Curiosity, it is said, killed the cat. Many people are curious as to the inner workings of their hard drives and to date, no people have died due to this curiosity, although quite a few hard drives have suffered fatal injuries. The implications of this is put into perspective when you consider that the best way to learn how a hard drive works and therefore eliminate your fear of damaging said hard drive is to take it apart and look inside. Then, consider that opening a hard drive ruins it and it is not fixable once you have opened it. Therefore, if you must explore the inner workings of your hard drive in order to feel as one with your computer, choose to open a defunct hard drive or purchase one from a second hand computer store. Do not attempt to take apart the hard drive you intend to use on your computer as it will not be able to work after the deed is done.
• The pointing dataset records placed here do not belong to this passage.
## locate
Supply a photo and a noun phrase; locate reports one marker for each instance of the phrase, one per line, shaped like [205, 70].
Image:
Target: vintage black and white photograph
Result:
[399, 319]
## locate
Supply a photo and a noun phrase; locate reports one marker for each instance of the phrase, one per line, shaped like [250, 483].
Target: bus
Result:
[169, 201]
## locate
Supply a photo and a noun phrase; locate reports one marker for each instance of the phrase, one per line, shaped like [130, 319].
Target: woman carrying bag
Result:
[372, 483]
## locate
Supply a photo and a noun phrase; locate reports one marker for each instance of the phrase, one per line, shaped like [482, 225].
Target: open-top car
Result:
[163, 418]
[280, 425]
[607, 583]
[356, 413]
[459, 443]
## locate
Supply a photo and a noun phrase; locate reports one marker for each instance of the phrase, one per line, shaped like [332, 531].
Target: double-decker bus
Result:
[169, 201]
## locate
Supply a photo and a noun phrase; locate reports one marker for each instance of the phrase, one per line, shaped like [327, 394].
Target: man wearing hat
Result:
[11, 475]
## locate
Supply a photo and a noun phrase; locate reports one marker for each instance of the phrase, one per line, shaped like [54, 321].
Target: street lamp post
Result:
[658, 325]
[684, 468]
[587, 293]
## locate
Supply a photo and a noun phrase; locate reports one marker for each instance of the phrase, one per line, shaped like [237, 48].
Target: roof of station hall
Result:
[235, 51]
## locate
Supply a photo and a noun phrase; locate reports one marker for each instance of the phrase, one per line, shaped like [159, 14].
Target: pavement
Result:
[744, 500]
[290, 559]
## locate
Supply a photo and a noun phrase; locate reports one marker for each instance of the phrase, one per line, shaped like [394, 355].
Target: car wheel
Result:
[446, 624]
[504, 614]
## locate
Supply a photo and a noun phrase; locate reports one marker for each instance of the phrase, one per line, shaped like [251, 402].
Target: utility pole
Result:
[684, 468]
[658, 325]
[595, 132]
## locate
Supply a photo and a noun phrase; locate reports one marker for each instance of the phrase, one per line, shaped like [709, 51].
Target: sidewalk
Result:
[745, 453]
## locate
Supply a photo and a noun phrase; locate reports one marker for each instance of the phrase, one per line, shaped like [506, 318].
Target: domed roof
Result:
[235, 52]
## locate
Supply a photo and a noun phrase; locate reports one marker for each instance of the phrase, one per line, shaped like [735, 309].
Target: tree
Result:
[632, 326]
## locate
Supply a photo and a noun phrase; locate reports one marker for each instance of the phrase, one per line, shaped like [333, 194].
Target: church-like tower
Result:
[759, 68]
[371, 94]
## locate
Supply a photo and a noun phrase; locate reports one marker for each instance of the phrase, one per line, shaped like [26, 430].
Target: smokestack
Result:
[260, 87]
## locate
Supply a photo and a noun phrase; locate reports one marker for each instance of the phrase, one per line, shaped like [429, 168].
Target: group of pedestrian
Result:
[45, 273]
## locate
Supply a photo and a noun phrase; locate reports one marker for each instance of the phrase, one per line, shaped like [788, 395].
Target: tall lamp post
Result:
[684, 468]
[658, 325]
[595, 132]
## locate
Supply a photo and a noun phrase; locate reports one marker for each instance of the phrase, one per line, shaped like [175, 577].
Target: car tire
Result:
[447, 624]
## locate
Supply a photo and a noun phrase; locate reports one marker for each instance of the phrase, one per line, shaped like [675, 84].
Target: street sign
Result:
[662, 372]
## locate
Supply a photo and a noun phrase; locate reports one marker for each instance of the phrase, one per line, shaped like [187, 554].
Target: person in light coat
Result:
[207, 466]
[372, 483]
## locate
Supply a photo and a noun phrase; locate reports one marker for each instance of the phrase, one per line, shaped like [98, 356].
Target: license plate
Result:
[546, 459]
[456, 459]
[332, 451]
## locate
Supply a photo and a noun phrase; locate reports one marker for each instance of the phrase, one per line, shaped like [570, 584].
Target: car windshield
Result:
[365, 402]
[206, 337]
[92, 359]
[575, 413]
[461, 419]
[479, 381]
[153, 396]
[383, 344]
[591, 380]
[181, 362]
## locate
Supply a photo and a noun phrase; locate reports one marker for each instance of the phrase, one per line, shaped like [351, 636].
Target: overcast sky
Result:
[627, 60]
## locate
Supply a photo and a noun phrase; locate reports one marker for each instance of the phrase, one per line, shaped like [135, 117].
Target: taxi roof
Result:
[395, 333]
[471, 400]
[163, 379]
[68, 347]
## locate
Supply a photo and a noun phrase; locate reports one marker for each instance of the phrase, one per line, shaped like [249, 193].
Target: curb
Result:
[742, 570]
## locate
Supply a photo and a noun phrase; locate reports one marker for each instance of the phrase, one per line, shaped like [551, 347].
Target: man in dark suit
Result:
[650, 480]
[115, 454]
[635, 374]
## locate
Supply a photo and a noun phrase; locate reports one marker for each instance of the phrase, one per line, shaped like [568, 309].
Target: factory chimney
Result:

Hard drives are actually quite small and are contained in sealed aluminum boxes. On one side, there is a panel of electronics that detaches from the rest of the hard drive. These electronics control the read and write functions as well as the motor that spins the platters, which we will get into in a bit. It is the job of the electronics to turn the magnetic domains into bytes for reading and to return those bytes into magnetic domains for writing.
If you look under the board of electronics, you'll find the connections for the motor and a vent hole. The purpose of the vent hole is to equalize pressure from internal and external air sources to keep things running smoothly and to release heat that is built up during the running of the hard drive.
You will also find the mirror like platters, which spin at speeds up to 7,200 rpm when the drive is operating and the arm, which holds the read and write heads. Most computers, with the intent of increasing the amount of data the drive can store, have more than one platter and more than one head. Usually, the number of platters is doubled in the number of read and write heads held by the arm. In other words, if a computer has three platters, then it will most likely have six read and write heads, or arms.
As can be expected, the arm must move at an extremely rapid pace and be exactly precise in its movement. For this reason, the motor for the arm is constructed using a high speed linear motor. Not all computers use the same motor, though, for this purpose. Some use voice coil, which is a technique commonly seen and used to move the cone of speakers in a stereo.
Data is stored on the surface of each platter. The pattern looks similar to a pie as a computer uses sectors and tracks to store information. Tracks have a concentric shape while sectors look like pie wedges. Sectors are also finite in the number of bytes each can store, which is typically either 256 or 512 bytes and are therefore often stored in clusters on the platter.
Now that you know the inner components of your computer's hard drive, perhaps your curiosity will be sated, thus saving your hard drive from any harm. Each component of the hard drive works in tandem with every other part to deliver a high performing and speedy work environment for you, the computer's user. While fragile in nature considering the response of a hard drive to being dismantled for observation, most users can expect a hard drive to last for many years before needing to be replaced. The hard drive is not a mysterious part of your computer, but rather the central intelligence of your computer and its capabilities based on what you tell it to store for you.